Pop Culture #723

Pop Culture #723

Some directors just can’t seem to leave well enough alone. There are plenty of times when a director’s cut is totally justified – studio interference, a troubled production, fans just want more of what they love – but going back over old work is probably not the kind of thing you want to make a habit of.

Word is that Francis Ford Coppola’s latest cut of Apocalypse Now is the final, definitive one (and it’s also meant to be pretty good), but as this is his third time around it’s hard to believe he won’t suddenly come out with edit number four on his deathbed. There’s at least five different versions of Blade Runner floating out there, but you can’t have too much of a classic; on the other hand, rumours of an extended director’s cut of the recent sequel were largely met with a deafening silence.

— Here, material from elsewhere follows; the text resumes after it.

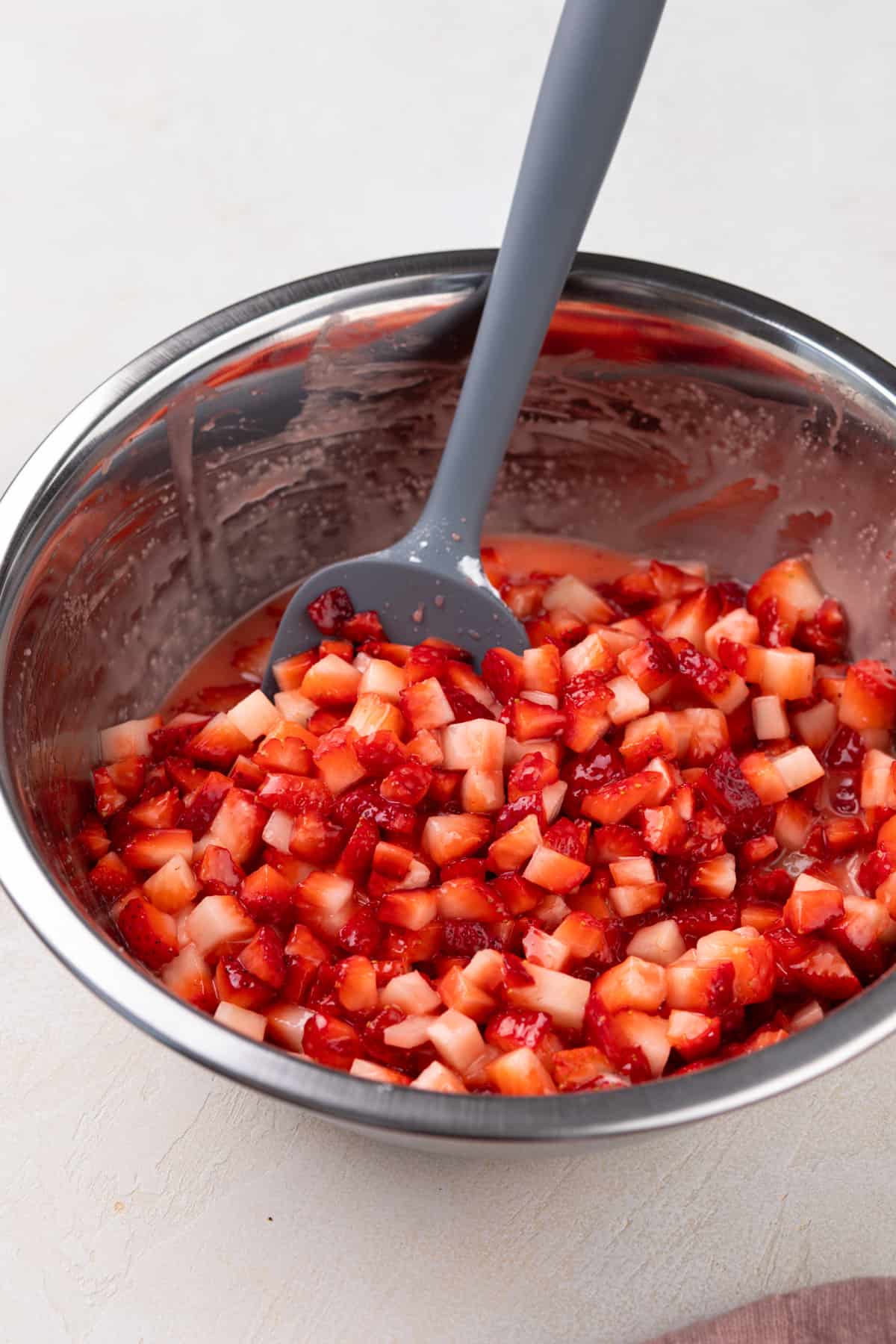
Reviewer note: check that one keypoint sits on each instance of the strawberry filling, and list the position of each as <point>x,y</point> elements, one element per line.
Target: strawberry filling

But when it comes to tinkering with a finished film you can’t go past Michael Mann; the director of classics like Heat and Collateral is constantly returning to previously finished films to give them one last going over. It’s probably easier to list the films of his he hasn’t gone back and re-worked: while Collateral, Public Enemies and Thief have been left alone, just about everything else has been fair game over the years, either for a few tweaks here and there – even the recent re-release of Heat had a few moments shaved down – or full-blown re-edits into official directors cuts like Ali.

Somewhat notoriously, when asked to cut down Miami Vice to make the required running time, he simply lopped five minutes or so off the front; the director’s cut restores those missing scenes, but many fans prefer the more abrupt opening. His most recent film, Blackhat, has a director’s cut that hasn’t been officially released (though you can find it if you, uh, look around), though in that film’s case it’s more that it was restored to its original state (which makes a lot more sense than the chopped and changed version that came to cinemas).

But perhaps the biggest reworking he’s done to date is with 1992’s Last of the Mohicans, where he initially made a wide range of changes to the first directors cut, then went back and undid a number of them for the Director’s Definitive Cut.

For a director whose name is now synonymous with urban cityscapes, it’s easy to forget just how stunning this (largely wilderness-set) film is to look at. It’s the first of Mann’s epic romances, as adopted Mohican Hawkeye (Daniel Day Lewis) and Cora (Madeleine Stowe), daughter of an English Colonel, find their love under threat from the three-sided conflict that threatens to engulf the frontier of colonial America. There’s not a massive gulf between the theatrical and Director’s Definitive Cut but there are a lot of little changes that add up so for fans looking to compare and contrast – or just aren’t sure which version they like best – the Ultimate Edition (out now on DVD and blu-ray) features both versions.

It’s an epic film whichever version you choose to watch; why Mann struggles to get feature films made remains one of Hollywood’s more frustrating mysteries.